Professor Paul Colditz - Communicating perinatal neuroscience research to a clinical audience: the what, how and why

Paul is Director of the Perinatal Research Centre, Head UQ Clinical School, and a practising neonatologist at Royal Brisbane and Women’s Hospital. Paul's research focuses on clinically important perinatal health problems and translation to clinical practice. It includes investigations relating to brain injury and neuroprotection, seizure identification and treatment, neural plasticity and pathways to improving neurodevelopmental outcomes, environmental influences (e.g. nutrition, massage) on brain development and infant body composition. He has been lead CI on a number of multi-site randomized controlled trials.
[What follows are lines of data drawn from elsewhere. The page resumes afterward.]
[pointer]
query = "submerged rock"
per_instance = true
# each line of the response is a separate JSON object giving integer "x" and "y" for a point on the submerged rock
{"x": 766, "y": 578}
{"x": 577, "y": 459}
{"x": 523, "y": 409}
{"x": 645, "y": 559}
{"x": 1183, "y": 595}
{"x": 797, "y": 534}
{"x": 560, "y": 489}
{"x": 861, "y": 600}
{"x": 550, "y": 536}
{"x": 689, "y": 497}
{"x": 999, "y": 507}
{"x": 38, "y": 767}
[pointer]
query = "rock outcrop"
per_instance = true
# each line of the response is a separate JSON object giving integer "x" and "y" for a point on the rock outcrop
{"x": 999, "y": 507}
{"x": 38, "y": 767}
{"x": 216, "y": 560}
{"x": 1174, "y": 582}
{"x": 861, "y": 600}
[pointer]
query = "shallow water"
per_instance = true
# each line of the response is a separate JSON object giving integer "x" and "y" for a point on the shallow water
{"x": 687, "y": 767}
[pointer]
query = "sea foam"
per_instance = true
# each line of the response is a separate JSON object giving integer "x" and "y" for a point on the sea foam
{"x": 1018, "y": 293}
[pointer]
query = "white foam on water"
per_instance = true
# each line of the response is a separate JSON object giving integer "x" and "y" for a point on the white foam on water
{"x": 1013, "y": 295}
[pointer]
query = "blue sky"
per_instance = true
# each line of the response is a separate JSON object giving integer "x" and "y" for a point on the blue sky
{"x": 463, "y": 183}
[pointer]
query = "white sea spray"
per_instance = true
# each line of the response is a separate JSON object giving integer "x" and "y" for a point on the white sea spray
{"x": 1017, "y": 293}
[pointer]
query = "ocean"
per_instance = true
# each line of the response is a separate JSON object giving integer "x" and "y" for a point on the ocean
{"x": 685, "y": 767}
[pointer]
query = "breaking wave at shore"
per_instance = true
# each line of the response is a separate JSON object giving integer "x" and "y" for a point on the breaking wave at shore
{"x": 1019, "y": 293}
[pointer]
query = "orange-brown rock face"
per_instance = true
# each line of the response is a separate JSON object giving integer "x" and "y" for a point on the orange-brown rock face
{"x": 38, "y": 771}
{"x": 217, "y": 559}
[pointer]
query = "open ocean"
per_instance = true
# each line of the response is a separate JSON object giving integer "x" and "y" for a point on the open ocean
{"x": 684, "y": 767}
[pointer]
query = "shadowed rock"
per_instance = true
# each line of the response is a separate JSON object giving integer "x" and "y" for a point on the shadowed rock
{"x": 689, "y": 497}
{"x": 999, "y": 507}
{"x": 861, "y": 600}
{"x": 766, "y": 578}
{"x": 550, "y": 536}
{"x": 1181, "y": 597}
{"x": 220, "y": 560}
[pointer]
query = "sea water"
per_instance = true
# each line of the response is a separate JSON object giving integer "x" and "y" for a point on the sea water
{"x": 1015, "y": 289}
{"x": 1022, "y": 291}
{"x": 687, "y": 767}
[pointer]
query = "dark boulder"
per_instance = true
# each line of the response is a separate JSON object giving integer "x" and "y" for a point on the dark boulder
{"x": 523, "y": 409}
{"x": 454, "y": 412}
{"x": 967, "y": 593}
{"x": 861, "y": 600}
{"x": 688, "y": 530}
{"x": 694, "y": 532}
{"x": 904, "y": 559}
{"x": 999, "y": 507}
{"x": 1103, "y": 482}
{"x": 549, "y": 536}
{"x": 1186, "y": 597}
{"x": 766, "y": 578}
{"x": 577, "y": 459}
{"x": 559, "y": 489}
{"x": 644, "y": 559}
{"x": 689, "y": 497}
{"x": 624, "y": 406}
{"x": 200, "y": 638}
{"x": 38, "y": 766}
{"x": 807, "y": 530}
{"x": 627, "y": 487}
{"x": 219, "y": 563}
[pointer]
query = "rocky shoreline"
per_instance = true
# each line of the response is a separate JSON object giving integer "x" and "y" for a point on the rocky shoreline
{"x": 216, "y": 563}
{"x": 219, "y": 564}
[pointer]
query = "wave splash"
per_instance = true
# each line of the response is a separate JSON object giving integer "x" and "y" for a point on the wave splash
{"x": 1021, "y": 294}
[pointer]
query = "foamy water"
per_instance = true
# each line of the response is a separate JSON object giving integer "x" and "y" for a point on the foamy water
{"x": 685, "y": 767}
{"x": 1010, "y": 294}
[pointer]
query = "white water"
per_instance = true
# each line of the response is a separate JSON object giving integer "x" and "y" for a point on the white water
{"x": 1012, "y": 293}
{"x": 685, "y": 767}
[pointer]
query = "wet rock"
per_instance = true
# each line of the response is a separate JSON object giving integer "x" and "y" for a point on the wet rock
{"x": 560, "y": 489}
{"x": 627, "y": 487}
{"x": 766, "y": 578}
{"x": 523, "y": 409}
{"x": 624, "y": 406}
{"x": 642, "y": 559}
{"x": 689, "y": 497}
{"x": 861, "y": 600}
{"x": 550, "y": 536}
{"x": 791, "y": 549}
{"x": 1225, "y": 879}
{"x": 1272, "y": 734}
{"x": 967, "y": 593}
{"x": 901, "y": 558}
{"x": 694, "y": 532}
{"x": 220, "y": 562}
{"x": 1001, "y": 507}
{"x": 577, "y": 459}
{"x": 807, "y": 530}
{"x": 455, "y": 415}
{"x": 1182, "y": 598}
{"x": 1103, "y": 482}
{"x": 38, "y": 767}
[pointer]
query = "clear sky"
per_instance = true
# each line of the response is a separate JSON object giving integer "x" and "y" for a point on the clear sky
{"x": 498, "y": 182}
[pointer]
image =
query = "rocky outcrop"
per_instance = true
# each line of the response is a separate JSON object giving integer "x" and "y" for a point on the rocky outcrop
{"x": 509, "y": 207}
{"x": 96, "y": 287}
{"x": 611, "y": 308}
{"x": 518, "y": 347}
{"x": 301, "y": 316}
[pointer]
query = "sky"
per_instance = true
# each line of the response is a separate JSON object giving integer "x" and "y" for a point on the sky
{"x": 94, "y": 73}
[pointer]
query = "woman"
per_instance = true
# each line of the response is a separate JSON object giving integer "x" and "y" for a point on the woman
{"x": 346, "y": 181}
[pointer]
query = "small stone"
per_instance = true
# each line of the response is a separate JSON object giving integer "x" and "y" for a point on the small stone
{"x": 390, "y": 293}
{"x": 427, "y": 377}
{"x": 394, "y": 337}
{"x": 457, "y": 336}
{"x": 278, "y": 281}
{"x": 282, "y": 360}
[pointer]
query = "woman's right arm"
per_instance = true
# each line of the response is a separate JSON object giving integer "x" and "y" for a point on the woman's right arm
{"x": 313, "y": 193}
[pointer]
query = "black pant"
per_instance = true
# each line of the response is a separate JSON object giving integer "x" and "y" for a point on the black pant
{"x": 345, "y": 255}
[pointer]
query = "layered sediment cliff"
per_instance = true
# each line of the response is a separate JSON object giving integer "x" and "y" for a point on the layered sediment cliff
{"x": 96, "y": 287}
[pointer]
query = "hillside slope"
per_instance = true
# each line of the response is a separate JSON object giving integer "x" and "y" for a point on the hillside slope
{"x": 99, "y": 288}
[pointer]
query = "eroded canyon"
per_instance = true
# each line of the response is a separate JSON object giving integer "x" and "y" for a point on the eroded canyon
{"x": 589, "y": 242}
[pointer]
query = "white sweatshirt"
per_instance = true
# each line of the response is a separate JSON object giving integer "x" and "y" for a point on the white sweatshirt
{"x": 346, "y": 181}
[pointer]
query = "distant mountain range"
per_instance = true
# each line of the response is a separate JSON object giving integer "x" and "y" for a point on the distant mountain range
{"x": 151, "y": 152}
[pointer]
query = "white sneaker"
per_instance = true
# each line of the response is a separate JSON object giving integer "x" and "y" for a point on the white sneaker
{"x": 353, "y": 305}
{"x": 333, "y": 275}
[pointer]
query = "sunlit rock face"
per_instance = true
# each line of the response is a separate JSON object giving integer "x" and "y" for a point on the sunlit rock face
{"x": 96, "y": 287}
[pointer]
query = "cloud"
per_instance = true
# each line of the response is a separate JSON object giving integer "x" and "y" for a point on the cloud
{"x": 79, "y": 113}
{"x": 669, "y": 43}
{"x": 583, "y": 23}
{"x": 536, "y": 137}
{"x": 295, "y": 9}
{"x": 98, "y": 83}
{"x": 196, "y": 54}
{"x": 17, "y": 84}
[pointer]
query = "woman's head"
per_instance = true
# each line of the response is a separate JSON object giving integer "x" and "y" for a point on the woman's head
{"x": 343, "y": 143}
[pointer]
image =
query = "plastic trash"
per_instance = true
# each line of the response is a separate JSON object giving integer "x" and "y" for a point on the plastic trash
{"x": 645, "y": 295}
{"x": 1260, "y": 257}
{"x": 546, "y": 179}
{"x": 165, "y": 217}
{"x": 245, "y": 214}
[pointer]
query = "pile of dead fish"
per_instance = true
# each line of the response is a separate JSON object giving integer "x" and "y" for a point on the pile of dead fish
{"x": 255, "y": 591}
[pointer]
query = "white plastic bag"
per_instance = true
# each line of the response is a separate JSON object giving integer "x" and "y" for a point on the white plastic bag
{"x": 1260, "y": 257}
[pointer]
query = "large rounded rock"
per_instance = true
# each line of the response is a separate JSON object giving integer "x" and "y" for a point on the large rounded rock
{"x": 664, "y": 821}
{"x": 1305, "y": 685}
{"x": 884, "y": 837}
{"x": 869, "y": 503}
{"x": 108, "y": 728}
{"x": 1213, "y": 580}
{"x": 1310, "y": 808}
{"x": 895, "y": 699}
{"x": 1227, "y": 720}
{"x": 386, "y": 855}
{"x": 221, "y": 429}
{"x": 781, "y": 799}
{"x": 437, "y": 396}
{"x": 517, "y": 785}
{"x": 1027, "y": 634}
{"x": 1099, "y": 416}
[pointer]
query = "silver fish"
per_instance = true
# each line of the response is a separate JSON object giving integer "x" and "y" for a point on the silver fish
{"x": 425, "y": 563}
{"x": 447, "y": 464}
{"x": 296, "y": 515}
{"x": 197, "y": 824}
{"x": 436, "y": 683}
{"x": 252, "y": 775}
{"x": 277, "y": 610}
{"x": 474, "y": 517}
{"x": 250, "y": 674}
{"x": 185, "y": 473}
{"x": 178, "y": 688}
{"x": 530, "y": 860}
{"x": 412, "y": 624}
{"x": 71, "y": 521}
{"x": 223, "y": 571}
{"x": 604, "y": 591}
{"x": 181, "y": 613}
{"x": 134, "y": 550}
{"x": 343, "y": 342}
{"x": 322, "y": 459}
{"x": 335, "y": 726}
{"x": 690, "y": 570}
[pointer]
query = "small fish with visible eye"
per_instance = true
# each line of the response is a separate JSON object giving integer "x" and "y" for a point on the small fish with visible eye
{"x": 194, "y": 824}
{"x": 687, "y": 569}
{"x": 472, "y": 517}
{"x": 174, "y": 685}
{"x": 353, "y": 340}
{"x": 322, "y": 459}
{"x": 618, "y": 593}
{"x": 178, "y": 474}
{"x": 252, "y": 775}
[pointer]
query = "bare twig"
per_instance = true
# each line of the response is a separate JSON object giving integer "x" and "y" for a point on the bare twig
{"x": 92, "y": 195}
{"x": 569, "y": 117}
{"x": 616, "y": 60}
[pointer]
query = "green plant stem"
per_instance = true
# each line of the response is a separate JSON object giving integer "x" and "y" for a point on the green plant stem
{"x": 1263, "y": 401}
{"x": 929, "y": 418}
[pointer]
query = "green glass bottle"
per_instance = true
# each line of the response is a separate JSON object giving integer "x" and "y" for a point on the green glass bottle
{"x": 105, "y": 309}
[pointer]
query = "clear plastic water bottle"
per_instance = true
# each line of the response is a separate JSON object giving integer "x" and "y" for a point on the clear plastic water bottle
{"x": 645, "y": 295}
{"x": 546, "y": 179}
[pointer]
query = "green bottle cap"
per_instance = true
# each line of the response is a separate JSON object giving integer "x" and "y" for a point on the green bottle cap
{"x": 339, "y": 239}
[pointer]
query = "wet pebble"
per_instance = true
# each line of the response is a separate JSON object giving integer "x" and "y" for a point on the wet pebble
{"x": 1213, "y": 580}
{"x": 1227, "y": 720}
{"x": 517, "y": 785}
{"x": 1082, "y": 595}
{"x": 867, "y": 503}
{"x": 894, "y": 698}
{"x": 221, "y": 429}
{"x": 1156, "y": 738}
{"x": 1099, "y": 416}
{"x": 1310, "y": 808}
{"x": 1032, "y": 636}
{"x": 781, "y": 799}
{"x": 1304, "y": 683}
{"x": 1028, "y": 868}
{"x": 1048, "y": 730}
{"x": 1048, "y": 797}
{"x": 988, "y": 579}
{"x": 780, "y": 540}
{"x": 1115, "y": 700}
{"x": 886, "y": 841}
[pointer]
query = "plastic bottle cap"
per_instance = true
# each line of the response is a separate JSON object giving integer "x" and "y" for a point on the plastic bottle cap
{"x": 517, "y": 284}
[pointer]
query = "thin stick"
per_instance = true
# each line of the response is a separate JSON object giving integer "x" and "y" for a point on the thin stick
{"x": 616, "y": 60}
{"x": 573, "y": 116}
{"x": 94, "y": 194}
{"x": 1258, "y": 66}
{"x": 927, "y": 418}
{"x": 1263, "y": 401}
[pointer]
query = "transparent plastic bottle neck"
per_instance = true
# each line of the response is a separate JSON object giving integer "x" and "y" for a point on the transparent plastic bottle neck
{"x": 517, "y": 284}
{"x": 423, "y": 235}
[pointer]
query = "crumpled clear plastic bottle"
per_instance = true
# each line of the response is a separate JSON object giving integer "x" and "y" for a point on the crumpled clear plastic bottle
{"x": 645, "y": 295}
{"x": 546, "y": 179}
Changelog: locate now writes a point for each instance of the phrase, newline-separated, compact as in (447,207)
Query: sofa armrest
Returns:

His group has become an international leader in the development of the preterm connectome using MRI

Dr Adam Rainczuk - How molecular information with spatial context transforms cancer research

Adam has been working as an Application Scientist with Bruker Australia since mid 2017. Before this, he was the Ovarian Cancer Research Foundation fellow at the Hudson Institute for Medical Research (Victoria), working on early stage detection of ovarian cancer.

Overview: Over the past decade, numerous Omics approaches have offered new insight into molecular mechanisms occurring within and across the complex network of cells that make up tissue. Unfortunately, because of their solution-based approach, these techniques are largely unable to correlate specific molecular involvement to distinct cell phenotypes or localized regions within the tissue. Additionally, such approaches tend to dilute signals of interest by analyzing extracts from the tissue rather than extracts from the few cells of interest. What is needed is a new methodology for analyzing tissue that provides the same molecular depth as traditional Omics workflows, but which also retains the spatial relationship of those signals within the cellular network. SpatialOMx provides researchers with the ability to map molecular distributions in tissue in situ, identify regions of interest that express the desired molecular profile, and selectively target these subpopulations.

About UQ Centre for Clinical Research Seminars

The UQ Centre of Clinical Research (CCR) Seminars are held fortnightly on Wednesdays from 12pm - 1pm (except during school holidays) in the CCR Auditorium, Herston. The series features topics in the  field of research, presented by invited international, interstate and local researchers.